Eine Saison der Extreme endet. Der Abschluss: Einmal mehr emotional. Die Einordnung: Nicht so einfach. Ein Versuch.

Text: Daniel Grawe, Stephan Weidemeyer

Bilder: Eintracht Frankfurt

Das Spieljahr 2023/24 endete, wie es begann. Mit einem Schützenfest in der Region. 13:1 gegen Germania Frankfurt in Dreieich, das letzte Tor standesgemäß durch den scheidenden Kapitän Sebastian Rode. 15:1 am 15. Juli 2023 beim FSV Braunfels. Ganz so lockerflockig wie im Rahmen von „Eintracht in der Region“ ging es in den vergangenen Monaten sportlich beileibe nicht zu. Unterm Strich aber auch nicht unerfolgreich. Ein Blick in den Rückspiegel.

Heisse Ware…

…war das Stichwort im Sommer. Neben dem Trainerteam wechselten auch je gut ein Dutzend Profis zu der oder von der Eintracht weg. Ein Umbruch, wie er im Buche steht. Mit dem Rekordtransfer von Randal Kolo Muani am Deadline Day.

Zu jenem Zeitpunkt…

…war das Team um den neuen Chefcoach Dino Toppmöller mehr als manierlich in die Saison gestartet. Saisoneröffnung gegen Nottingham Forest (0:0), zwei Rhein-MainDuelle in der Bundesliga gegen Darmstadt (1:0) und Mainz (1:1) sowie die erfolgreichen Anläufe im DFB-Pokal bei Lok Leipzig (7:0) und im Play-off um die UEFA Europa Conference League gegen PFC Levski Sofia (1:1, 2:0) – alles ungeschlagen.

Dann kam der Herbst

Dass das zu weiten Teilen runderneute SGEGebilde längst nicht formvollendet sein konnte, zeigte sich nach vier weiteren ungeschlagenen Pflichtspielen ab Ende September, als der ersten Saisonniederlage, dem 0:2 in Wolfsburg, auch in der Gruppenphase der Europa Conference League ein kleiner Dämpfer folgte – 1:2 beim PAOK FC in buchstäblich letzter Sekunde.

Aufgerafft

Toppmöllers Mannen ließen sich von ihrem Weg nicht beirren, erkämpften gegen den 1. FC Heidenheim ein 2:0 und blieben insgesamt wieder acht Partien unbesiegt. Nach der ersten Länderspielpause gelangen in drei Spielen binnen neun Tagen zwölf Buden: 3:1 bei der TSG Hoffenheim, 6:0 gegen Helsinki, 3:3 gegen Borussia Dortmund.

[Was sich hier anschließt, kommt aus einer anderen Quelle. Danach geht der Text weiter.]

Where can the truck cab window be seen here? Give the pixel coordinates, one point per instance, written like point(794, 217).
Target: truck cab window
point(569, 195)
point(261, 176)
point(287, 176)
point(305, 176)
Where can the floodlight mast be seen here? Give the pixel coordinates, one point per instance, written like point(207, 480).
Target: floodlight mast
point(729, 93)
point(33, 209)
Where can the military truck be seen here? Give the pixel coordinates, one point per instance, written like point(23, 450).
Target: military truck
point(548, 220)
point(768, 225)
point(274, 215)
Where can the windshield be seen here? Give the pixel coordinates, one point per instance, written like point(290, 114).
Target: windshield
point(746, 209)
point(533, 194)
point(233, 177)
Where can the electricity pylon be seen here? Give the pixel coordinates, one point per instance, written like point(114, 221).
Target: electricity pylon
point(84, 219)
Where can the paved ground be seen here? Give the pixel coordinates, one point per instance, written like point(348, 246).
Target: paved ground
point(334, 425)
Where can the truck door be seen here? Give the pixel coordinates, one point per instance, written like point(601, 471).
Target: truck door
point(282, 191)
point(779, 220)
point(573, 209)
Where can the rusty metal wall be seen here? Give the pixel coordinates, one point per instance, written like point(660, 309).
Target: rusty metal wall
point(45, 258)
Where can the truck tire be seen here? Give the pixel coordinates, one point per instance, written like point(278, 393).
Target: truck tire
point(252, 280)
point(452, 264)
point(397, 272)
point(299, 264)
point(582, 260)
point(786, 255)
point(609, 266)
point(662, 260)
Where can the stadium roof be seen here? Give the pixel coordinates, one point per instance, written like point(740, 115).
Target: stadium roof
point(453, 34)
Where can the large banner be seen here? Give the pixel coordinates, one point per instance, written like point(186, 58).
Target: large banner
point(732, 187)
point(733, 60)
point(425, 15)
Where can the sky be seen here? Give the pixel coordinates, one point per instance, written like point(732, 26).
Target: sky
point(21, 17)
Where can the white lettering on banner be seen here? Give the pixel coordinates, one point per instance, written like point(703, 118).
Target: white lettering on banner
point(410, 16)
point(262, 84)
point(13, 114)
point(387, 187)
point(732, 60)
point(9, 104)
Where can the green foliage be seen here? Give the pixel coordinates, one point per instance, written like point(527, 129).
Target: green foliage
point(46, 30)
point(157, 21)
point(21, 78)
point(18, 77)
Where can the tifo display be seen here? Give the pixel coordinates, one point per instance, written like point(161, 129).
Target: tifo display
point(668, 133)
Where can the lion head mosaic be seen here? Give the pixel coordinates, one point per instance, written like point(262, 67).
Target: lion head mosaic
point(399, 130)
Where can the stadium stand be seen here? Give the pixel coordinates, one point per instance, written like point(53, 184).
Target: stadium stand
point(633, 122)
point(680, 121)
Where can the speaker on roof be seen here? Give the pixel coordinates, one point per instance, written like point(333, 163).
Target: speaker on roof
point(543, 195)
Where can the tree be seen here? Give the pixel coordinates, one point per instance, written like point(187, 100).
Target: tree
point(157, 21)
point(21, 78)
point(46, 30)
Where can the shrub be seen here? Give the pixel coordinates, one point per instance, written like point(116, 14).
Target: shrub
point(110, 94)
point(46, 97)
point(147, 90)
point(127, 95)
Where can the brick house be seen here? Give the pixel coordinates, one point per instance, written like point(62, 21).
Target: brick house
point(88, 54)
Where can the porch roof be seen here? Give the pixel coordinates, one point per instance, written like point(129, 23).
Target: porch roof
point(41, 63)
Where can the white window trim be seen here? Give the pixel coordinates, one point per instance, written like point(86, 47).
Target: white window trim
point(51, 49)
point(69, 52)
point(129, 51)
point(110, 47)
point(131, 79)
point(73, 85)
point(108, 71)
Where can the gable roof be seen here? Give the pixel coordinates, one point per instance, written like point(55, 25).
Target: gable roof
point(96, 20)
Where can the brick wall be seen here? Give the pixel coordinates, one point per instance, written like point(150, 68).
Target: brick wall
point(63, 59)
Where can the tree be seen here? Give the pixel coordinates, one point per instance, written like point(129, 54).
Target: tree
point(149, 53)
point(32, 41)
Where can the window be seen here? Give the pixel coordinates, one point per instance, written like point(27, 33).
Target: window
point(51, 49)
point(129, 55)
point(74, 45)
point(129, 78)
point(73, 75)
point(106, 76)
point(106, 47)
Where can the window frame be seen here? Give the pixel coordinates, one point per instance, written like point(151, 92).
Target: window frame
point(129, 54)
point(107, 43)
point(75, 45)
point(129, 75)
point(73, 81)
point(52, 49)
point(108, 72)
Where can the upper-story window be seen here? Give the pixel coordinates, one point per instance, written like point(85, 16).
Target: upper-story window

Der erste grössere Rückschlag

Den Tortriumphen folgte bis in den Dezember hinein die erste Phase der, zumindest ergebnismäßigen, Tristesse. Angefangen beim 2:2 in Bremen ließen die Adler fünfmal in Folge zwei Gegentore zu und verloren bis zum Nikolaustag viermal am Stück. Sie sicherten zwar mittlerweile die internationale K.-o.- Runde in 2024, verloren aber auch Platz eins an Saloniki. Das DFB-Pokalaus beim Drittligisten und späteren Halbfinalisten Saarbrücken tat sein Übriges.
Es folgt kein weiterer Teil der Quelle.